The Kennedy Connection
Marilyn supposedly had a relationship with John F. Kennedy but from reports from close friends, it was merely a weekend fling. Much is said about her singing Happy Birthday Mr President at his Madison Gardens event in New York. Monroe was ill at the time, suffering from sinusitis and had a dependency on barbiturates. This was the last time that the two crossed paths and their close friendship faded afterwards. JFK was said to have been embarrassed after her rendition and cut all ties with her. The two would die in a short space of time between each other.
The Final Curtain
Ironically Fox had renewed her contract for a staggering $1 million. Yet this parting gift came too late. Monroe never got to complete her movie career. Her life was cut tragically short. Her great triumph was that she fought the studio and won. Marilyn showed that women have the same worth as men. She blew apart the pathetic theory that this a man’s world. Yet despite blowing away so many misconceptions, ultimately Marilyn never got to fly like a butterfly or found continual love. She chose men older than her, perhaps trying to find the father figure she never had but all were short-lived.

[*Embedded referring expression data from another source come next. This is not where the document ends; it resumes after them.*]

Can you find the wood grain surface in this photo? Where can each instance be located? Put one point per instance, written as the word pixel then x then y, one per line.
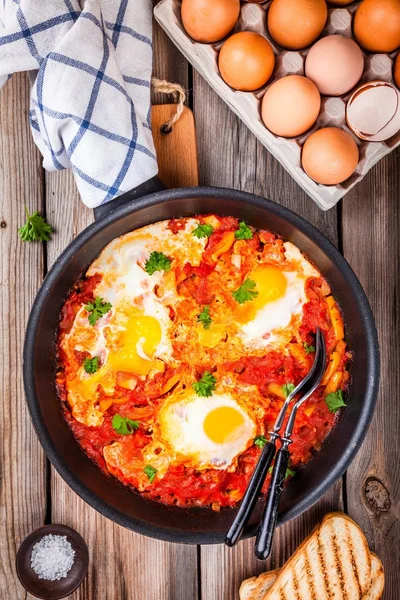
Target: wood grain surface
pixel 124 565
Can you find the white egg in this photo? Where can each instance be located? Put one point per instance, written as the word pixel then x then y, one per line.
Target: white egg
pixel 206 432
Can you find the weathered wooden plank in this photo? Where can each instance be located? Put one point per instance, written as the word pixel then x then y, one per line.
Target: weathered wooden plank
pixel 22 463
pixel 371 243
pixel 230 156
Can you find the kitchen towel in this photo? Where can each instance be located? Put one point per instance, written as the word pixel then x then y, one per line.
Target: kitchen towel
pixel 91 65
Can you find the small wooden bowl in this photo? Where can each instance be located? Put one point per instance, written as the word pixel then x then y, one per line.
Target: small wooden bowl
pixel 52 590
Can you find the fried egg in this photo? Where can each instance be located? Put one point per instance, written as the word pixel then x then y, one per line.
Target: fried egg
pixel 206 432
pixel 281 295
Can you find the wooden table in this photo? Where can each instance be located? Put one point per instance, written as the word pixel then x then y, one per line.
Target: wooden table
pixel 124 565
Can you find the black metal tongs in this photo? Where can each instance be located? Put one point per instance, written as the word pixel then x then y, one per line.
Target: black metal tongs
pixel 268 522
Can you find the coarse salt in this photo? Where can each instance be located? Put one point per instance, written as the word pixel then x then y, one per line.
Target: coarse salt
pixel 52 557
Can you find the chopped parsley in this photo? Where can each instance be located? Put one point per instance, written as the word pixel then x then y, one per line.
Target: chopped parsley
pixel 288 388
pixel 335 401
pixel 260 441
pixel 97 309
pixel 244 232
pixel 150 472
pixel 206 385
pixel 204 317
pixel 91 365
pixel 308 348
pixel 157 261
pixel 203 230
pixel 123 425
pixel 35 229
pixel 246 292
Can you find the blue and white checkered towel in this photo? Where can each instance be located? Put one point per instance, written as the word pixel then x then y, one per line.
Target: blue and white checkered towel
pixel 90 101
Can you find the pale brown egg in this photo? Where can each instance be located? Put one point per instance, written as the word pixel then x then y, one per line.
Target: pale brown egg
pixel 377 25
pixel 209 21
pixel 330 156
pixel 290 106
pixel 295 24
pixel 246 61
pixel 396 72
pixel 335 64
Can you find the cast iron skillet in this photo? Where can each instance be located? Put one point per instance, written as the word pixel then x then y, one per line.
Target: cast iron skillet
pixel 103 492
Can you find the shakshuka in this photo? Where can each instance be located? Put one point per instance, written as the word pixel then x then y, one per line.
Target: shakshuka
pixel 178 347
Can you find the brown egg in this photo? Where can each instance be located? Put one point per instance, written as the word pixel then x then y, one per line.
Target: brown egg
pixel 377 25
pixel 330 156
pixel 295 24
pixel 396 72
pixel 291 106
pixel 246 61
pixel 209 21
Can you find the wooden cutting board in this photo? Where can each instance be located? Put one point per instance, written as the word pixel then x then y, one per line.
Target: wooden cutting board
pixel 176 150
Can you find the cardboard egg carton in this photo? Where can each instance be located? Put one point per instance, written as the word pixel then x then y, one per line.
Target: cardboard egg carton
pixel 246 105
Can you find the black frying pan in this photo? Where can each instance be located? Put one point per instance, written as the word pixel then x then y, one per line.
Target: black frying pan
pixel 103 492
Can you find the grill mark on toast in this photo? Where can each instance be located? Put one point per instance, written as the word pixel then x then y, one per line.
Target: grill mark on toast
pixel 338 563
pixel 296 585
pixel 353 560
pixel 309 578
pixel 321 558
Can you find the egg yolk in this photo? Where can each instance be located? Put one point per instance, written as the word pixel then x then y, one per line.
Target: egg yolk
pixel 221 424
pixel 271 285
pixel 137 344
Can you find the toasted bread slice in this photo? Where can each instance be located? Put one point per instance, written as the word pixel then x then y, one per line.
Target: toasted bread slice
pixel 377 578
pixel 255 588
pixel 333 563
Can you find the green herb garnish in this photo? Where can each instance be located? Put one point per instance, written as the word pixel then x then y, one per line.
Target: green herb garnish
pixel 150 472
pixel 244 232
pixel 97 309
pixel 157 261
pixel 308 348
pixel 260 441
pixel 335 401
pixel 123 425
pixel 246 292
pixel 35 229
pixel 203 230
pixel 288 388
pixel 206 385
pixel 204 317
pixel 91 365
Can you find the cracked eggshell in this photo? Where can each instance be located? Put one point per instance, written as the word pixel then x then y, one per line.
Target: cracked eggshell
pixel 373 111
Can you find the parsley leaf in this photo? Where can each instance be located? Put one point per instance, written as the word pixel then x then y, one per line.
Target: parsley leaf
pixel 157 261
pixel 206 385
pixel 288 388
pixel 97 309
pixel 150 472
pixel 35 229
pixel 335 401
pixel 246 292
pixel 204 317
pixel 91 365
pixel 244 232
pixel 123 425
pixel 203 230
pixel 260 441
pixel 308 348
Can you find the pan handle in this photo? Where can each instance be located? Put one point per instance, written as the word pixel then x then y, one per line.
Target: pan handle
pixel 148 187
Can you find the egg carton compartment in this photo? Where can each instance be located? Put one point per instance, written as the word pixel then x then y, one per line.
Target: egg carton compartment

Marilyn showed how sex appeal works, not crudely but shown in an artistic form. Even now, she remains the subject of advertising campaigns and her face can always be seen somewhere in the world. Sadly Monroe was born and died alone. She never had true parents and never became a parent. If she had been alive today, I am sure she would still have a role in the media and would have been interviewed many times about her career. A true movie icon who died far too young.